Tuesday, August 11, 2009

Who Wakes Your Kid(s) Up in the Morning?

Does that sound like a silly question to you? It sounded like a silly question to me, until I began to meet other parents who were waking their kids up every morning for school. Why are parents giving 12-year-olds cell phones, but continuing to wake them up for school? What is that?! By the time the average child in the U.S. finishes the second grade (approximately 7 years old), they can discern the hour on a clock; they know the difference between night and day at an even earlier age.

Perhaps one way to start teaching our children to be responsible, is to stop doing things for them that they are capable of doing for themselves. Although nurturing and loving our children is paramount, we parents need to constantly be in the frame of mind that we must "wean them off of us." This mindset is particularly useful with children who are highly active; loads of energy. My son, Kyle, was the "little demon energizer bunny" of the Lucas home when he was a toddler - so my perspective is based on experience.

Back to "the waking up thing" .... When should a parent stop waking their kids up? Let's say as early as you can train them to do it themselves! My son would wake up at 5:30 - 6:00 am every morning as a baby and toddler. There was a clock on his wall. My mother gave me a toy clock that was a tool to teach children how to tell time and it was shaped like an owl - cute. So, since I wanted to get up at 7am, I decided to teach Kyle the rudimentary skill of determining "SAME" and "DIFFERENT" at 3 years old (you can do this playing "the memory game" and the like). Once he mastered these concepts, I set the owl to read 7 o'clock and taught him to stay quietly in his room until the clock on his wall was the SAME as the owl.
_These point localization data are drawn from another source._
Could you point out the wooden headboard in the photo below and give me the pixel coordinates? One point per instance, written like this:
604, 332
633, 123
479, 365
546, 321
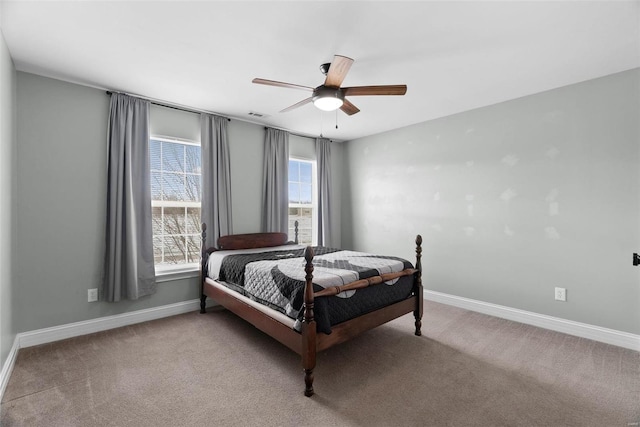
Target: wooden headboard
252, 240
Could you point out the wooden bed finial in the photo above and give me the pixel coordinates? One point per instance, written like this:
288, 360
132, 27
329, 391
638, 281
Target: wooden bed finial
417, 287
308, 326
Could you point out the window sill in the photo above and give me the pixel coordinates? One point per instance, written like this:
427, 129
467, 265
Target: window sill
177, 274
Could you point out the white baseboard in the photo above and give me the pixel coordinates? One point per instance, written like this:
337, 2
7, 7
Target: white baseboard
70, 330
7, 366
583, 330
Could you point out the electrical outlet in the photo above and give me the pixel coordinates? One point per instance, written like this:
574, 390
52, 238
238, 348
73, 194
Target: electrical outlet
561, 294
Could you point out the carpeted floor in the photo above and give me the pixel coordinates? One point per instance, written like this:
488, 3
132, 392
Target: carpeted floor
468, 369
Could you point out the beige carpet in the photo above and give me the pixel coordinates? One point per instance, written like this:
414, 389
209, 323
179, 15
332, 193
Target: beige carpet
467, 369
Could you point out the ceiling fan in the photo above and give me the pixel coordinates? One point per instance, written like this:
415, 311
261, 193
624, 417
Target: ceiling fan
329, 96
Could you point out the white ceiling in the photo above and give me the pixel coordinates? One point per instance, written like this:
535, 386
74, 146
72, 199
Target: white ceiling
453, 56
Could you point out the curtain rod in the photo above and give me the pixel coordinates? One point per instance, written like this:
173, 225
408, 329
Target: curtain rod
298, 134
175, 107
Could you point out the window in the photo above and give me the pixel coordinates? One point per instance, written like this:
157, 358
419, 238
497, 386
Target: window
175, 202
302, 200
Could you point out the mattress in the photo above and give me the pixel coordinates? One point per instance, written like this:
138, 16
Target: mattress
275, 278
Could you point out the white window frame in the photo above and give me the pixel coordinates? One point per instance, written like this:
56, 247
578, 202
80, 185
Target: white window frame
176, 271
314, 197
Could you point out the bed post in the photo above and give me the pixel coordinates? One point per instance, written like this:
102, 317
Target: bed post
417, 286
203, 261
308, 326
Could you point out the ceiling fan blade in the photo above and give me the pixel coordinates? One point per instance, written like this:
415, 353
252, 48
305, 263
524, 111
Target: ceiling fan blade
280, 84
375, 90
296, 105
349, 108
338, 71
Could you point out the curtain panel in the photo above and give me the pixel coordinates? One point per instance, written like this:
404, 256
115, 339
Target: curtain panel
216, 178
129, 271
275, 194
323, 159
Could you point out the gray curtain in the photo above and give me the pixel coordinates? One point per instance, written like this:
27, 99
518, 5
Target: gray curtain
323, 158
128, 271
275, 194
216, 178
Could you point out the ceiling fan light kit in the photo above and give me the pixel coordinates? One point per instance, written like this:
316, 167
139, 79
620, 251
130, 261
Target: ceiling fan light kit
327, 99
330, 96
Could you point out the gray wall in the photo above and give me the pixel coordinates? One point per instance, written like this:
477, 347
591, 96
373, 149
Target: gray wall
7, 196
61, 175
513, 200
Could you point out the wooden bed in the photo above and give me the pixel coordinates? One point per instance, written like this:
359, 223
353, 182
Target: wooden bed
308, 341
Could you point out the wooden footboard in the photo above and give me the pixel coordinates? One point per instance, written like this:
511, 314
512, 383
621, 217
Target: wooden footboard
309, 341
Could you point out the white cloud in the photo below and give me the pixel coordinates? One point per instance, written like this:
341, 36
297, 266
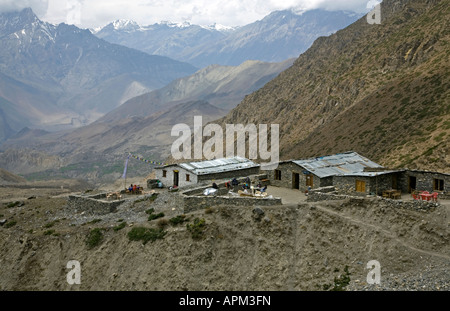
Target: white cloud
94, 13
38, 6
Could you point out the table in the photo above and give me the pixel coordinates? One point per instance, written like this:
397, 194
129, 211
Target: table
426, 196
392, 194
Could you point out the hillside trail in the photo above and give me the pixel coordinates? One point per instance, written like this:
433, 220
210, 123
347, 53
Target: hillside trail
319, 206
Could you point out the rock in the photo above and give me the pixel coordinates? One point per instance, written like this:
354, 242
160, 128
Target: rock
258, 211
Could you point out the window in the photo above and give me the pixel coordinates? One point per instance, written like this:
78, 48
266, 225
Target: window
360, 186
439, 184
277, 175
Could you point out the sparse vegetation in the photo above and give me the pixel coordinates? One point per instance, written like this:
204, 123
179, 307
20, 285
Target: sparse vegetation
340, 282
49, 232
162, 223
155, 216
95, 237
10, 224
197, 228
146, 234
177, 220
120, 226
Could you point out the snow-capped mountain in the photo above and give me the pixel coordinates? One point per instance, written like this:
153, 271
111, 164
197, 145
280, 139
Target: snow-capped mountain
165, 38
57, 76
279, 36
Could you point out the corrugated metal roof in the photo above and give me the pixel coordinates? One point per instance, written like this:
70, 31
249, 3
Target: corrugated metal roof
218, 165
349, 163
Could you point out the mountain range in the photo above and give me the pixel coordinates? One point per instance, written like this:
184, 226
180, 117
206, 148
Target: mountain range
59, 76
279, 36
141, 125
379, 89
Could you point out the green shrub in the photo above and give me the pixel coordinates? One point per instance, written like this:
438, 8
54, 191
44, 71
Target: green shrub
94, 221
13, 204
150, 211
197, 228
340, 282
95, 237
177, 220
145, 234
155, 216
162, 223
50, 224
10, 224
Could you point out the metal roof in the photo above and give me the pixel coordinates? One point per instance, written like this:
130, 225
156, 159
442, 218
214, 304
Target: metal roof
342, 164
218, 165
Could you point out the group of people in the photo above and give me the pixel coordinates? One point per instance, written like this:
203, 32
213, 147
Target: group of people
134, 188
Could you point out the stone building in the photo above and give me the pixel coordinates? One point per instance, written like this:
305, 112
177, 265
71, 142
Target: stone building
192, 173
320, 172
412, 180
353, 174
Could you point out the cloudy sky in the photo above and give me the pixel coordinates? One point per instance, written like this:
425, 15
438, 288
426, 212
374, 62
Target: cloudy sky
96, 13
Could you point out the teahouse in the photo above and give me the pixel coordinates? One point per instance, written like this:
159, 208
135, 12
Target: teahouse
192, 173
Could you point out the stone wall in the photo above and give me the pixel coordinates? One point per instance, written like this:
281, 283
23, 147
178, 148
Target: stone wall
96, 204
193, 203
287, 170
424, 182
195, 200
410, 205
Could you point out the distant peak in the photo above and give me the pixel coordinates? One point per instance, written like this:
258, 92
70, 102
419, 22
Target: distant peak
124, 24
184, 24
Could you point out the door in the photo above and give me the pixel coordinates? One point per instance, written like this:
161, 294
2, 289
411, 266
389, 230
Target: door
176, 178
295, 181
360, 186
412, 183
310, 181
394, 182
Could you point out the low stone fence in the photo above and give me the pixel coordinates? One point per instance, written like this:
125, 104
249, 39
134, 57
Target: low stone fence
193, 203
94, 204
195, 200
416, 205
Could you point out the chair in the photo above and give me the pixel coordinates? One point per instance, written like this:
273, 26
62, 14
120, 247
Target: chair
434, 196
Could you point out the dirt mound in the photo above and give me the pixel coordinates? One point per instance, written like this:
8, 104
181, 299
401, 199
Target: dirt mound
9, 178
306, 246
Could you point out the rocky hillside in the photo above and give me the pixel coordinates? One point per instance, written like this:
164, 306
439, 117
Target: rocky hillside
279, 36
97, 152
221, 86
307, 247
381, 90
10, 178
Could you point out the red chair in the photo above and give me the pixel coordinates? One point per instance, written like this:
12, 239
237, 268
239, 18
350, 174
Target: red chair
434, 196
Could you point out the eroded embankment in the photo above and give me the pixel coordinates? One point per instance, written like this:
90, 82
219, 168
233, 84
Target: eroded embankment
300, 247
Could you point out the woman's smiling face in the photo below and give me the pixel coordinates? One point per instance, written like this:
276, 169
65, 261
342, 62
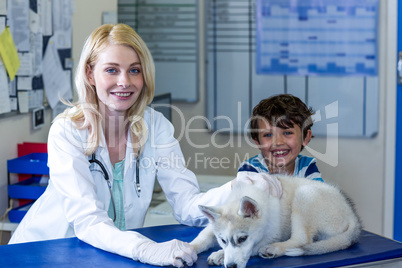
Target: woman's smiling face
117, 76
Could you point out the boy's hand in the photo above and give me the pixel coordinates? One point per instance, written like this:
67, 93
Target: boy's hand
270, 184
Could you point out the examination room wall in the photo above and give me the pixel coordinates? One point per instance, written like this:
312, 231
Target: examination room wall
365, 168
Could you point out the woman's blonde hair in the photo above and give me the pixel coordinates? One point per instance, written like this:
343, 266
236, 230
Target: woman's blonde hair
86, 114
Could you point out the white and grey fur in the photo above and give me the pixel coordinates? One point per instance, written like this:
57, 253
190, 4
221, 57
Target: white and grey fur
310, 218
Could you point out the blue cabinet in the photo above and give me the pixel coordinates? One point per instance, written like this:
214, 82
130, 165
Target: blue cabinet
34, 164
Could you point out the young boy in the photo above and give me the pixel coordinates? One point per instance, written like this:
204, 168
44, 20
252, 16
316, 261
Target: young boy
281, 127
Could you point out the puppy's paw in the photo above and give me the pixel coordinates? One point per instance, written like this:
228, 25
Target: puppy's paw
271, 251
294, 252
216, 258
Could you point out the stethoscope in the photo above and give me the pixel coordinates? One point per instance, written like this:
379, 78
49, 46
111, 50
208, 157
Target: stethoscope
106, 176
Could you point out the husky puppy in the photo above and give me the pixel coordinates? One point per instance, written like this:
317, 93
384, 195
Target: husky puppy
310, 217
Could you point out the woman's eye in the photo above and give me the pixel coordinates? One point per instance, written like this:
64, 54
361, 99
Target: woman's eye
135, 71
242, 239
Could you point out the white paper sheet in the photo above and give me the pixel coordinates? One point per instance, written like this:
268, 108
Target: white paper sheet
26, 67
4, 94
23, 101
24, 83
3, 7
45, 14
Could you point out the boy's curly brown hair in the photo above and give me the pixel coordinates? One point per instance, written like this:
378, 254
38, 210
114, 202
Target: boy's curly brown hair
282, 111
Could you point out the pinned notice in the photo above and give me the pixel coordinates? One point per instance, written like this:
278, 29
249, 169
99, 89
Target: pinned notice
8, 53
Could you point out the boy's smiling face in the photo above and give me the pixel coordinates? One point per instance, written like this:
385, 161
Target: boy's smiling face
280, 147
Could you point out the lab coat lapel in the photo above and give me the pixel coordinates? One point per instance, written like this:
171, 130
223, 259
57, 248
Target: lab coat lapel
104, 156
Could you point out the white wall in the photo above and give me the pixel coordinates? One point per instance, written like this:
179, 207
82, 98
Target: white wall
365, 166
18, 128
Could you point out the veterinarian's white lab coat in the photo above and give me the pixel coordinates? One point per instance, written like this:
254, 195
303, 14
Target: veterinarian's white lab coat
76, 200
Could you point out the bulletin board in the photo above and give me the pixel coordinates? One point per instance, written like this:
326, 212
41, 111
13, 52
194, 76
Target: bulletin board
346, 105
40, 33
170, 30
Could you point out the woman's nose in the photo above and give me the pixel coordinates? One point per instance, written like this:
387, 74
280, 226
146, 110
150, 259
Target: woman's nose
123, 80
278, 140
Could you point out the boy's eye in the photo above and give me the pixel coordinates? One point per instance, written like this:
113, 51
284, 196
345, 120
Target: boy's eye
135, 71
111, 70
242, 239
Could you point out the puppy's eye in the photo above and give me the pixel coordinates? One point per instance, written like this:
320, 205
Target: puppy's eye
242, 239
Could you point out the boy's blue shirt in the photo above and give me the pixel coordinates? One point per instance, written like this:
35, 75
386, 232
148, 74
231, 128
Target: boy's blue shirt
304, 166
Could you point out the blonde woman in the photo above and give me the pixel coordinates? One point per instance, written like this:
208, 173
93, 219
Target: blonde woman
110, 133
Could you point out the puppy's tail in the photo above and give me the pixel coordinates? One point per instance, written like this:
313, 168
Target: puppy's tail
334, 243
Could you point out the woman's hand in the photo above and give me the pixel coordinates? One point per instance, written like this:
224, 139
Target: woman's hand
173, 252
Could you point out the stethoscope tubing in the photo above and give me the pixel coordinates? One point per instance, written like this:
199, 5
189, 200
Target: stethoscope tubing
106, 176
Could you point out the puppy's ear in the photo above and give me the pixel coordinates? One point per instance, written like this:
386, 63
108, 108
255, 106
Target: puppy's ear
212, 213
248, 208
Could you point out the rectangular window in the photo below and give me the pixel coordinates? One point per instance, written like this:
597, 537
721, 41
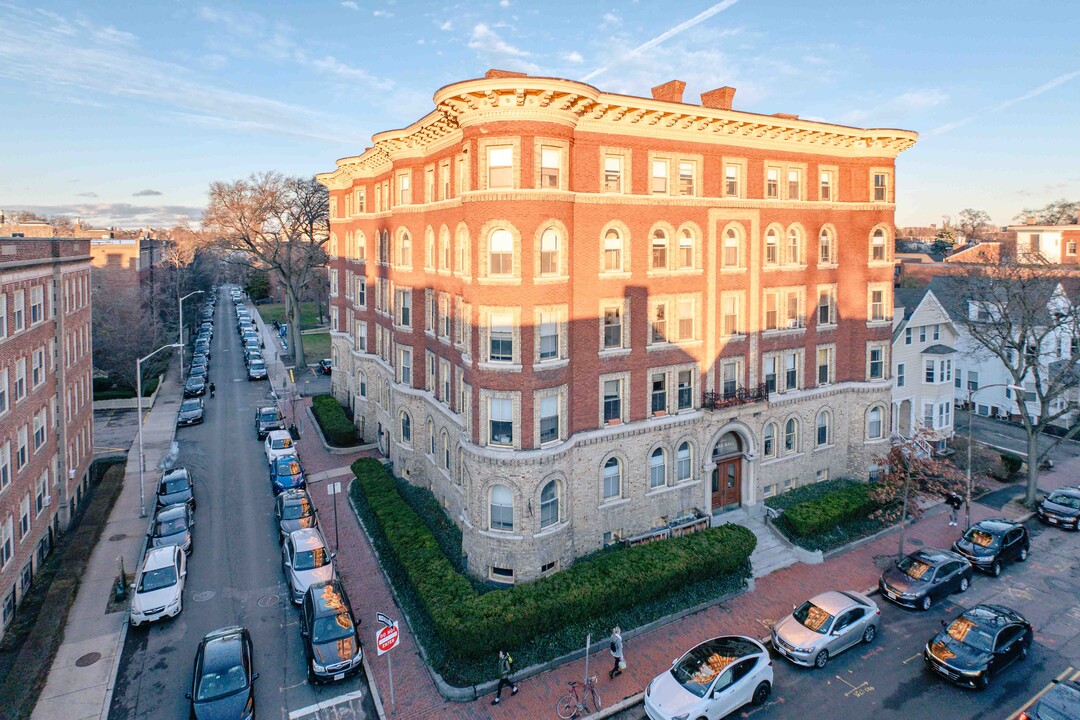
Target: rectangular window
549, 419
501, 420
550, 161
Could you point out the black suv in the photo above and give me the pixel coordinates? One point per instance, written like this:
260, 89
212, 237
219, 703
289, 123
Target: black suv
980, 643
266, 419
329, 633
990, 543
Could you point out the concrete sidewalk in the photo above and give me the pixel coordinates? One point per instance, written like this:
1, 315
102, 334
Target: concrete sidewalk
82, 676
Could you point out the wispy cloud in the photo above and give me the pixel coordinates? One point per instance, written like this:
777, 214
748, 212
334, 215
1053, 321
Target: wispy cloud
666, 35
1045, 87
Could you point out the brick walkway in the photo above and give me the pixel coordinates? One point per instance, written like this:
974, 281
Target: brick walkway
647, 655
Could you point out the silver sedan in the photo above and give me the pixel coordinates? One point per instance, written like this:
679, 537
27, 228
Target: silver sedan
826, 625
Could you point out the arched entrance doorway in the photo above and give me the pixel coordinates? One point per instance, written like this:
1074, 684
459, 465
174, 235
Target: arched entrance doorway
727, 474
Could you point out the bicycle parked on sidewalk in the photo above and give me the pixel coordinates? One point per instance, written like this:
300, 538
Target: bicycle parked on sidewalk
570, 705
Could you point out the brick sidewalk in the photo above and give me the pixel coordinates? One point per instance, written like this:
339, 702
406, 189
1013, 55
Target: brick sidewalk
647, 654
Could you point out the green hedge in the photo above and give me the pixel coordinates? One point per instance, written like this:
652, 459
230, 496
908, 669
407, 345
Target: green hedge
815, 516
475, 625
337, 428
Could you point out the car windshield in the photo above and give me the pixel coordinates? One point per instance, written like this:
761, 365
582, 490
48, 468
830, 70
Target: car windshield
699, 667
312, 559
333, 627
812, 616
1062, 499
981, 538
154, 580
915, 568
970, 634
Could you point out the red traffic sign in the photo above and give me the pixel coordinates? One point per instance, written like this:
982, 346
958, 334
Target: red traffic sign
387, 638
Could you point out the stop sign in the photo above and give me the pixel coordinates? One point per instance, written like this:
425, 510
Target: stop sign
387, 638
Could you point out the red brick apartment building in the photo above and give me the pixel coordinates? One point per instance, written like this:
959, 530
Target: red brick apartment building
577, 315
45, 401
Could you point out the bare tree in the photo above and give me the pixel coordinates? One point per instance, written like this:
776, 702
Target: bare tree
1024, 316
279, 223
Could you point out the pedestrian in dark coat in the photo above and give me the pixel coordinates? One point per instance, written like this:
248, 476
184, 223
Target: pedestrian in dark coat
504, 680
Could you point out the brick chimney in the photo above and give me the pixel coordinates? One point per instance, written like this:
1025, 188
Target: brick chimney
670, 92
719, 98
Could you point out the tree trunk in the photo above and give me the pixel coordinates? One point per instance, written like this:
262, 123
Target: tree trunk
1033, 469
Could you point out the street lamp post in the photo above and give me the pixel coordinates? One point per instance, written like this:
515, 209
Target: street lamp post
971, 393
138, 396
181, 328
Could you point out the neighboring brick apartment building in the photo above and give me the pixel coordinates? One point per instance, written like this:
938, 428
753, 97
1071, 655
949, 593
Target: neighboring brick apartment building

This didn't even take a week! By the time Kyle was in the first grade, he had an alarm clock that we taught him to use. We haven't had to wake up Kyle since he was 3 years-old. It has been his responsibility since then. If you have a teenager that you can't get out of bed in the morning, ask yourself, "What do I need to do differently," and then make a change.

Getting your kids to be responsible for waking themselves up and getting ready for the day can be the precursor to having more peace in the house at bedtime ... because that's the next thing that will become their responsibility!